- French movie poster.
- French: Les Brigades du Tigre
- Directed by: Jérôme Cornuau
- Written by: Xavier Dorison Fabien Nury
- Produced by: Roberto Cipullo Vincent Roget
- Starring: Clovis Cornillac Diane Kruger Édouard Baer Olivier Gourmet Stefano Accorsi Jacques Gamblin Thierry Frémont Léa Drucker
- Cinematography: Stéphane Cami
- Edited by: Brian Schmitt
- Music by: Claude Bolling Olivier Florio
- Distributed by: TFM Distribution
- Release date: 12 April 2006;
- Running time: 125 minutes
- Country: France
- Language: French
- Budget: $17.8 million
- Box office: $10.7 million

= The Tiger Brigades (film) =

The Tiger Brigades (Les Brigades du Tigre) is a 2006 French crime film. Based on a very successful 1970s-'80s French television series of the same name the film depicts an Untouchables-type crack "Flying Squad" once formed by then PM Georges Clemenceau to tackle rampant crime in 1912 Paris.
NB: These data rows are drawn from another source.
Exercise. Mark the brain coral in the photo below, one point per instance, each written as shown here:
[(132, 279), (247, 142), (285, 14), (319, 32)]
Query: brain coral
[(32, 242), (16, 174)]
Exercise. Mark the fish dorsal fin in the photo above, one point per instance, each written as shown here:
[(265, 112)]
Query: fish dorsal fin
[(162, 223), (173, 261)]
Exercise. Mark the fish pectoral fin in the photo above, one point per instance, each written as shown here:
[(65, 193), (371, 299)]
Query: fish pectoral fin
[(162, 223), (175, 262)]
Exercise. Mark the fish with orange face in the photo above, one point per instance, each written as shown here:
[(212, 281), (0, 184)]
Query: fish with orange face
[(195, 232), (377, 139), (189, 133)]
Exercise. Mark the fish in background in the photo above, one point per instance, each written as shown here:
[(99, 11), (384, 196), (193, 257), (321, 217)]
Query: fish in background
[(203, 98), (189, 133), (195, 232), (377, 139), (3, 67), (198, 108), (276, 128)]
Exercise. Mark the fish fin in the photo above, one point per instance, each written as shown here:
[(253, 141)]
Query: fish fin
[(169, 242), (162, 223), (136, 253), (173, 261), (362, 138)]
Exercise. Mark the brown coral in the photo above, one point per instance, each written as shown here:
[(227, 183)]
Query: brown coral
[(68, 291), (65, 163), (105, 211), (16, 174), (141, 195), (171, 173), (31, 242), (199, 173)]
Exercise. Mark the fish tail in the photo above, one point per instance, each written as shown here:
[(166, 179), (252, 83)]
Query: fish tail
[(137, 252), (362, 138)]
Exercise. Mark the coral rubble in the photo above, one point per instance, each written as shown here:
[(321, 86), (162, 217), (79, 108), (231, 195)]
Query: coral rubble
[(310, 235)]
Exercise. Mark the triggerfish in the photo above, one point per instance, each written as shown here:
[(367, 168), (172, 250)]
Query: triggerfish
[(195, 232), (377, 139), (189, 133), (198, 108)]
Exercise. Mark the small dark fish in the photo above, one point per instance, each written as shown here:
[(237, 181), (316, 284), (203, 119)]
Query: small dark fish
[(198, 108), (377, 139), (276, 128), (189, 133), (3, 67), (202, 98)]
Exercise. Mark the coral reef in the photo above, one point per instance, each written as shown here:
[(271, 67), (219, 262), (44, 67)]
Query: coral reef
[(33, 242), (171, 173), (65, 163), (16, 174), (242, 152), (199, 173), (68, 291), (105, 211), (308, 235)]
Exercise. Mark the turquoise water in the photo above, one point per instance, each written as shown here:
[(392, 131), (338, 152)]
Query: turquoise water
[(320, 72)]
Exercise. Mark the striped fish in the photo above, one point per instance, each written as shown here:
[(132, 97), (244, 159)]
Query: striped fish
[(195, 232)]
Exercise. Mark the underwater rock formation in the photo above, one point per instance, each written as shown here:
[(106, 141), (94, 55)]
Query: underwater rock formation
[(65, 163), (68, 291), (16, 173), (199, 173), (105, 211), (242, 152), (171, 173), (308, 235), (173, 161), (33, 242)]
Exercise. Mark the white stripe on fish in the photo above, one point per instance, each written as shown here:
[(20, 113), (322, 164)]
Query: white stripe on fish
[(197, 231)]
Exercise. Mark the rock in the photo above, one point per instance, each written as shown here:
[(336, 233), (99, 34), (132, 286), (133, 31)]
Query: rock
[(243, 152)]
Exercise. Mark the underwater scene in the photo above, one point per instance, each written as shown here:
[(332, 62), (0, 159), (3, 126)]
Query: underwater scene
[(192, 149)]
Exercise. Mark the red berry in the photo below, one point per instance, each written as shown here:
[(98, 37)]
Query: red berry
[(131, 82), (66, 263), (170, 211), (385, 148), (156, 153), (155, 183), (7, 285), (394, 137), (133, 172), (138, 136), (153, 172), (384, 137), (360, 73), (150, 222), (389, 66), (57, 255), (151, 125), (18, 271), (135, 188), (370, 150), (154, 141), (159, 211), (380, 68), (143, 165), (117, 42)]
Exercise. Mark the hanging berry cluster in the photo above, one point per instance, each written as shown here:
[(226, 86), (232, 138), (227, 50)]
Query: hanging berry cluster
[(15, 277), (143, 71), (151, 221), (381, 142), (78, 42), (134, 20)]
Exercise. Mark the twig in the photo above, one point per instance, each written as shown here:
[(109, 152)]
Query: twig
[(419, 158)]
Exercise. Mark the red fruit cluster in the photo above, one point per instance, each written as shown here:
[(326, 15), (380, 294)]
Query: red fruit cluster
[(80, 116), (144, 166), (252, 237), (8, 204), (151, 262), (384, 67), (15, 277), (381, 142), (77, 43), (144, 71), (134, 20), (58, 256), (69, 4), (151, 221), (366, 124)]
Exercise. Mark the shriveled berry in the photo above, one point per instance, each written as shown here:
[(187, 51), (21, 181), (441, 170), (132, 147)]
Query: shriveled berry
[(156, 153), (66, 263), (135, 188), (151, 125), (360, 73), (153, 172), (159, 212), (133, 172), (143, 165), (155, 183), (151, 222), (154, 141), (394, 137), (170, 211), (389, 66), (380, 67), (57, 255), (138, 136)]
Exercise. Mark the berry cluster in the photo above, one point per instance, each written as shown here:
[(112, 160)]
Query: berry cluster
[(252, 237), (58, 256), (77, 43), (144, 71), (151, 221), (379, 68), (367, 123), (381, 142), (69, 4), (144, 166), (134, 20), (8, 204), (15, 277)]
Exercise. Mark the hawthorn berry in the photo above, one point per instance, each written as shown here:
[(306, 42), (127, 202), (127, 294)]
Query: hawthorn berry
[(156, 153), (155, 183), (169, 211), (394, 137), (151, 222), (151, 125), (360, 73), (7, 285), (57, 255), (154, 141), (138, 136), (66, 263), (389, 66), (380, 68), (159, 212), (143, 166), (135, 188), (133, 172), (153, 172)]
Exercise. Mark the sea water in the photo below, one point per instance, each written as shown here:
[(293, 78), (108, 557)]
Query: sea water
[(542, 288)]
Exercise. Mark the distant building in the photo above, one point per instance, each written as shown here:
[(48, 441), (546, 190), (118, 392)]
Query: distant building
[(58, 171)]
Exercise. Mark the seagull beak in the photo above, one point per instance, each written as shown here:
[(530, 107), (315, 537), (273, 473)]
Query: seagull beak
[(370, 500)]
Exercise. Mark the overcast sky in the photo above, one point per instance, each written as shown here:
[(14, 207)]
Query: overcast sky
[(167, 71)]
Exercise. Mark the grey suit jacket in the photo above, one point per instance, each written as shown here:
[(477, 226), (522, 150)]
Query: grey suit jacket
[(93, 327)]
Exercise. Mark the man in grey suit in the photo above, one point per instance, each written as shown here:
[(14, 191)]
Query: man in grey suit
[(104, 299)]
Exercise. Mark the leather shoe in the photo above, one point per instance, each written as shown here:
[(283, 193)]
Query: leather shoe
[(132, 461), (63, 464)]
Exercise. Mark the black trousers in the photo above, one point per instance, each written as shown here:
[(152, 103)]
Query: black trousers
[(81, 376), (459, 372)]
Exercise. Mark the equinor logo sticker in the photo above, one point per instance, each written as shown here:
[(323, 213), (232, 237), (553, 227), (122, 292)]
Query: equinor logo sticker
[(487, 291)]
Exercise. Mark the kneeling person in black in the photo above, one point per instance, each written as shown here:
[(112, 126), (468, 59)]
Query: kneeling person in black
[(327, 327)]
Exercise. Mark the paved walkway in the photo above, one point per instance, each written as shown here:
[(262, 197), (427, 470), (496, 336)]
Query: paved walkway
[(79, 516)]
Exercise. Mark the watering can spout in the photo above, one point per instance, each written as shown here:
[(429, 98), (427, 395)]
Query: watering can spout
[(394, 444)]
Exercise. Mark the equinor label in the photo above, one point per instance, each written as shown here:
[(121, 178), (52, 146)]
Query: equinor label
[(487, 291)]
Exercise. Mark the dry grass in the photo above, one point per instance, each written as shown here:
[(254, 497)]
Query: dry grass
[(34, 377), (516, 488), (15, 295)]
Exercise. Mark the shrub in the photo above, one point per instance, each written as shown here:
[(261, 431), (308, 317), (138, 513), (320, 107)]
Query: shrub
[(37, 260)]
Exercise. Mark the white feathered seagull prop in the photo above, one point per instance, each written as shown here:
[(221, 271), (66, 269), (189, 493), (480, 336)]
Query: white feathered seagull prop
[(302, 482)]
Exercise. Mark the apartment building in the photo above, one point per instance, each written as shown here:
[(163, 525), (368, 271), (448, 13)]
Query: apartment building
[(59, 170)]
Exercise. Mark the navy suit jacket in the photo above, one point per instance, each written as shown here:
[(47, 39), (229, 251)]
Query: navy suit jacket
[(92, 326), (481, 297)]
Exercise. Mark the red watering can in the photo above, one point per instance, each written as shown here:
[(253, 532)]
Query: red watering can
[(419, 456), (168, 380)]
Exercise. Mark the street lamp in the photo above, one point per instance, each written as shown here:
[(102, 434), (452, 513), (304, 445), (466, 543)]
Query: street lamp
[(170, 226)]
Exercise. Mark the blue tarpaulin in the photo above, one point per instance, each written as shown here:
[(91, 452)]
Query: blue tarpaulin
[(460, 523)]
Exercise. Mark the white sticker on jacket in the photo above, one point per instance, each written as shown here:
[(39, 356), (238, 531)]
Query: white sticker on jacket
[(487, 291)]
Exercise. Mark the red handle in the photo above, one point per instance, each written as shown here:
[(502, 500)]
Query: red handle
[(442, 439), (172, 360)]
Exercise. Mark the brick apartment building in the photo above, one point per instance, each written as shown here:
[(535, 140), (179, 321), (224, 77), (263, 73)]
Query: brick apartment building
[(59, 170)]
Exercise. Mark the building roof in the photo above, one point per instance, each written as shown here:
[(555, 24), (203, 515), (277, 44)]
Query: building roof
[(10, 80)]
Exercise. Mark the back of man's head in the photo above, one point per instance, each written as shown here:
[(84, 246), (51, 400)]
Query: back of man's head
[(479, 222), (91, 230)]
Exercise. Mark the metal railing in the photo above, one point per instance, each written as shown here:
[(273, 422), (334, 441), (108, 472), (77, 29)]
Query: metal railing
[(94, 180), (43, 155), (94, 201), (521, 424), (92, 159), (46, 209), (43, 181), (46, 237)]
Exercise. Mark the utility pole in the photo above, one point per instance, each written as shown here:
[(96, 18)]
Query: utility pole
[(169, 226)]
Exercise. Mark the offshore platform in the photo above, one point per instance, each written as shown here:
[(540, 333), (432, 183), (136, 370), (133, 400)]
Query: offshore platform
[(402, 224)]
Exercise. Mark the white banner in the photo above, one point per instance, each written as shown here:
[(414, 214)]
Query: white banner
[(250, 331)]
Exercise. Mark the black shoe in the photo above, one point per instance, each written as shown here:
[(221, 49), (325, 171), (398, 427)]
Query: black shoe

The squads became known to the public as "Tiger Brigades", after Clemenceau's nickname "Le Tigre", and were among the first police units to be equipped with automobiles, telephones, telegraphs and seriously trained in French boxing and Canne de combat.

Gathering a talented pan-European cast, the film is set in the vibrant Belle Époque and deals with a lot of real historical plots and characters like the scandal of the Russian Loans, the Triple Entente, the birth of modern profiling and crime-fighting police techniques, international police cooperation, the new rivalry between Louis Lépine's PP (Paris Police Prefecture) Brigade Criminelle and Clémenceau's Brigade Mobile (ancestors of the current Central Directorate of the Judicial Police), the birth of Socialism and famous Anarchist Movements.

==Plot==
Valentin and his squad of Mobilards are assigned to track down the infamous Bonnot Gang.

==Cast==
- Clovis Cornillac as Commissaire Valentin
- Diane Kruger as Constance Bolkonsky
- Édouard Baer as Inspector Pujol
- Olivier Gourmet as Inspecteur Marcel Terrasson
- Stefano Accorsi as Achille Bianchi
- Jacques Gamblin as Jules Bonnot
- Thierry Frémont as Piotr
- Léa Drucker as Léa
- Aleksandr Medvedev as Prince Bolkonsky
- Gérard Jugnot as Claude Faivre
- Agnès Soral as Mademoiselle Amélie
- Éric Prat as Alphonse Bertillon
- Didier Flamand as Louis Lépine
- Philippe Duquesne as Casimir Cagne
- Frédéric Bouraly as Caby
- Mathias Mlekuz as Célestin Hennion
- Nicholas Calderbank as Hollingworth
- Roland Cope as Raymond Poincaré

== TV serial==
Les Brigades du Tigre is also the name of a French TV serial, produced between 1974 and 1983.